Exemple frappant, le cas du prodige italien Pietro Pellegri (18 ans), recruté par Monaco en 2018 pour 25 millions d’euros et qui a, depuis, enchaîné les blessures. « Beaucoup de fois, on tue les joueurs », s’était emporté en novembre son entraîneur Leonardo Jardim, mécontent du travail effectué par le Genoa, l’ancien club de l’Italien.

Mais l’enjeu n’est pas uniquement physique. « Quand du jour au lendemain vous passez des moins de 19 ans à un stade de 30 ou 40.000 personnes qui vous applaudissent, cela ne peut pas rester sans effet. Sans anticipation, cela peut être dévastateur », prévient Jean-Michel Vandamme.
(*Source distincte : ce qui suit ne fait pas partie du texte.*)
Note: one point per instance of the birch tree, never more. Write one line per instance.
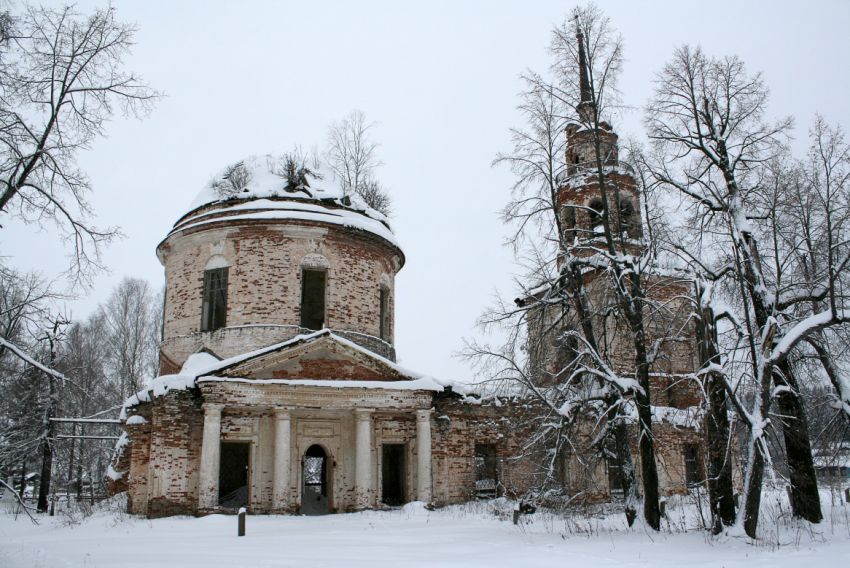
(713, 143)
(61, 79)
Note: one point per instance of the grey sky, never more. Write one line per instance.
(441, 80)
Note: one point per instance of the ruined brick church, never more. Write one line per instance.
(279, 390)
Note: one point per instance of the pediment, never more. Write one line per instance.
(323, 357)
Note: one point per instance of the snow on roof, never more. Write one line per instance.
(306, 338)
(262, 195)
(198, 362)
(202, 366)
(425, 383)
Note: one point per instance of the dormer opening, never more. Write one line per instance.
(595, 208)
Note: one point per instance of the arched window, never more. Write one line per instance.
(314, 273)
(627, 216)
(214, 295)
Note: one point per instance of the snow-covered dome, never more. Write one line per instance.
(268, 188)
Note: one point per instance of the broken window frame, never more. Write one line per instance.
(384, 300)
(214, 299)
(693, 465)
(485, 464)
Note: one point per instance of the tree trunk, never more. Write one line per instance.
(627, 470)
(23, 478)
(720, 490)
(805, 499)
(46, 468)
(720, 493)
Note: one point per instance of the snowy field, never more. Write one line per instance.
(479, 534)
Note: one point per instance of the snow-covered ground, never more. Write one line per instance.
(479, 534)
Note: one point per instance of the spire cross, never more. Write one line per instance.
(584, 81)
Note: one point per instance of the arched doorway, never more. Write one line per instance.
(316, 486)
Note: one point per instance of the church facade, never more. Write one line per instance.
(279, 390)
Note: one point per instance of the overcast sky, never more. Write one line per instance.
(441, 79)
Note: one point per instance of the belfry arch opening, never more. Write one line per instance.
(315, 492)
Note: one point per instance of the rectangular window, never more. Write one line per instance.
(313, 299)
(486, 474)
(385, 314)
(214, 311)
(615, 469)
(693, 465)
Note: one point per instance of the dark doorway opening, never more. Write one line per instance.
(486, 471)
(392, 474)
(233, 475)
(314, 497)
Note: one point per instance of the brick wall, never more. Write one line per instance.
(264, 283)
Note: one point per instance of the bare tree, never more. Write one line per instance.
(131, 315)
(61, 77)
(352, 157)
(714, 146)
(591, 297)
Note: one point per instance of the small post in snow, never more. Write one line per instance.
(241, 515)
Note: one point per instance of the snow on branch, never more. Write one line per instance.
(23, 355)
(806, 327)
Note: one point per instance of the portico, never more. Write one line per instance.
(281, 419)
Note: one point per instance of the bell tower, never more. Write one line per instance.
(580, 196)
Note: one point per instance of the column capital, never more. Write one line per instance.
(212, 408)
(424, 414)
(363, 413)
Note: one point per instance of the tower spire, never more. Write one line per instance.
(585, 107)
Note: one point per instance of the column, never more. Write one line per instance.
(363, 461)
(210, 457)
(423, 455)
(282, 439)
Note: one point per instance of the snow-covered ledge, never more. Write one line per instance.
(423, 455)
(282, 443)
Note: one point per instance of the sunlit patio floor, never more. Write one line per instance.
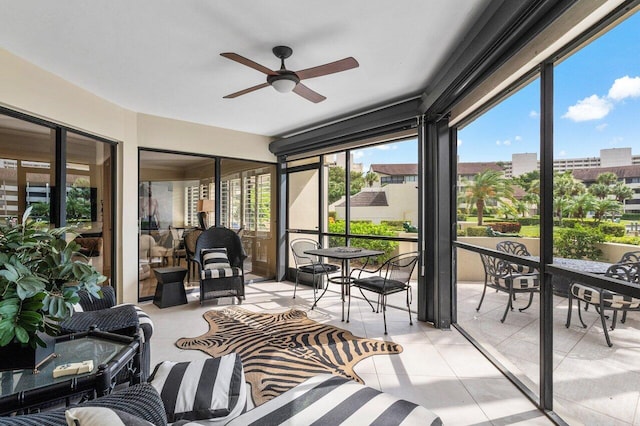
(438, 369)
(593, 383)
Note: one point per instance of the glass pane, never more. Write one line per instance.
(89, 195)
(498, 203)
(384, 189)
(27, 167)
(597, 209)
(247, 208)
(175, 190)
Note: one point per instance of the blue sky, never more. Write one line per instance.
(597, 106)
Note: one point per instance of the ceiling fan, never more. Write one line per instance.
(284, 80)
D’où l’importance de « nouer une confiance solide avec le joueur, son entourage, sa famille. Un entraîneur ne peut pas lancer un jeune sans lui avoir expliqué qu’il ne jouera pas le match suivant, peut-être pas non plus le match d’après, et que ce ne sera pas parce qu’il sera devenu mauvais mais parce que cela fera partie du projet », reprend-il.

– Âge minimal –

Si autant de « pépites » émergent, c’est aussi parce que le football dispose aujourd’hui de moyens pour les accompagner, des données GPS aux tests de fatigue, en passant par ces échelles de « well-being », un indicateur de « bien-être » physique et psychologique obtenu par questionnaires.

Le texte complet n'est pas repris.